Greetings, this is the third and last article describing how to monitor your Kubernetes cluster with Grafana Cloud free tier.
In part one, I described how to setup a free tier Grafana Cloud account and how to install Grafana Agent to collect and store metrics.
In part two, I did configure alerts and notifications to a Slack channel.
This last post describes how to collect logs from containers running in your cluster and store them in the Loki instance included in your Grafana Cloud free tier account. Remember you have 50 GB of logs available for free. After that, you’ll pay for each additional data stored.
Grafana Agent or Promtail?
The collection of logs for Loki normally happens through Promtail agent. The Grafana Agent also provides this capability. Unfortunately, the Grafana Agent for metrics that is setup with Kubernetes integration is controlled through a Kubernetes deployment object. To be able to scrape logs, the agent must be deployed as a daemonset. You have then to deploy a second agent specifically for logs. I decided to stick with the agent but this is definitely something to be improved / clarified for the future by Grafana Labs.
Some insights about this situation can be found in that post on Grafana Cloud community forum.
Create Grafana Cloud API key
Login to your Grafana Cloud account to the Grafana Cloud portal. Select the organization for which you want to create a new API key. If you’re using a free tier account, you should only have one available.
Select API keys from the SECURITY section on the left then click +Add API key.

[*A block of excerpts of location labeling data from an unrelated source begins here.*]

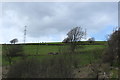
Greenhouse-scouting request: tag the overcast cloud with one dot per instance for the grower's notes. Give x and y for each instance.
(51, 21)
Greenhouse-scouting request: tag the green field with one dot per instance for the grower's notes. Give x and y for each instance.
(84, 52)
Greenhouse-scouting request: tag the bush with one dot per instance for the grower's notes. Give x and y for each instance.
(53, 67)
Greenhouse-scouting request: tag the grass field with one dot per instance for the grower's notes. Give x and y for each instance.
(84, 52)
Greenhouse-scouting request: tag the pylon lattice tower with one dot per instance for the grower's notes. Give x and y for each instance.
(25, 34)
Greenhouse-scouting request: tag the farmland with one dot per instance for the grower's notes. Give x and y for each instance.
(85, 55)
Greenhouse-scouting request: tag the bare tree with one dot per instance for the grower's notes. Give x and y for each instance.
(75, 35)
(14, 41)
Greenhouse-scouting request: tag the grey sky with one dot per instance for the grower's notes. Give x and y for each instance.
(51, 21)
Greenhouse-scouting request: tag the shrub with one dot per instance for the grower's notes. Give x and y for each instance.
(53, 67)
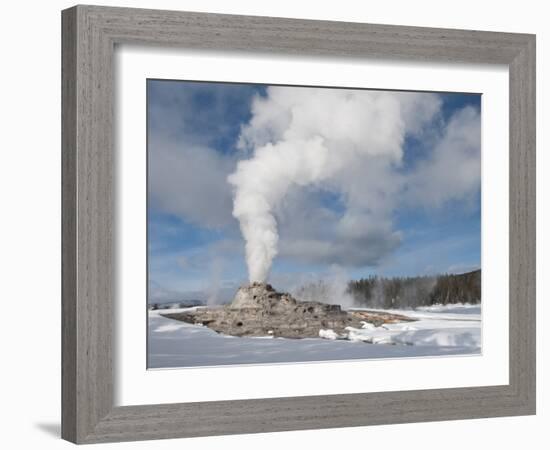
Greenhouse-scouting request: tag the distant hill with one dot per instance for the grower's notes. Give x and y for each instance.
(176, 304)
(410, 292)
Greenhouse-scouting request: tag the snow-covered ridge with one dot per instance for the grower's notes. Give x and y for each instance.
(439, 331)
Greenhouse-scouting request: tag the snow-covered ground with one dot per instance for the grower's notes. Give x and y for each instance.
(439, 330)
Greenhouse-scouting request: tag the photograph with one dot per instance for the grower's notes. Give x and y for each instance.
(294, 224)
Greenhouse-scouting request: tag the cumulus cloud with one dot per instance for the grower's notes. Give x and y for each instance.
(351, 144)
(189, 181)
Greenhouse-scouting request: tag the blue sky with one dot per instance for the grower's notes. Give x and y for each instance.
(430, 223)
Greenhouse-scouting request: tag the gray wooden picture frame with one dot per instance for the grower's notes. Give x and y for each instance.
(90, 34)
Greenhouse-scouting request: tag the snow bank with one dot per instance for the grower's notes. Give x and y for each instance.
(178, 344)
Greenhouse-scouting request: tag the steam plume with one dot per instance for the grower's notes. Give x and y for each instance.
(301, 137)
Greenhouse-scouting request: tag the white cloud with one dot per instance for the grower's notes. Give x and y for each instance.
(350, 143)
(189, 181)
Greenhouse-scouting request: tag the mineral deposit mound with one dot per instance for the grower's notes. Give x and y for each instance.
(259, 310)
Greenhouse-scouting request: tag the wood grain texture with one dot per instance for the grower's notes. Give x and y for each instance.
(89, 36)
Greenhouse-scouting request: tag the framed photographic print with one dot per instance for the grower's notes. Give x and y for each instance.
(306, 210)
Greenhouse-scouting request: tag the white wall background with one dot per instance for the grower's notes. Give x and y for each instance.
(30, 224)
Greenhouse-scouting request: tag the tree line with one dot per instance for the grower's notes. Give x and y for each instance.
(411, 292)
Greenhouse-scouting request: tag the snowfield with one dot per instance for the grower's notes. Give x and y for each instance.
(439, 331)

Give a meaningful name and assign the role MetricsPublisher
.
Copy the value of the API key (it is only displayed once at creation) and store it safely in a password manager.
Close.
Configure LOKI datasource
Still in the Grafana Cloud portal, go back to the home page and click Send Logs button in the Loki tile.
Keep the page open and log in to your Grafana Cloud instance in another tab of your browser.
Apply the instructions to add the Loki datasource.
PS: I did not have to do this because the setup done in the first article took care of it.
Deploy and configure new Grafana Agent for logs
Get the sample agent-loki.yaml
Kubernetes manifest from Grafana Agent Github repository.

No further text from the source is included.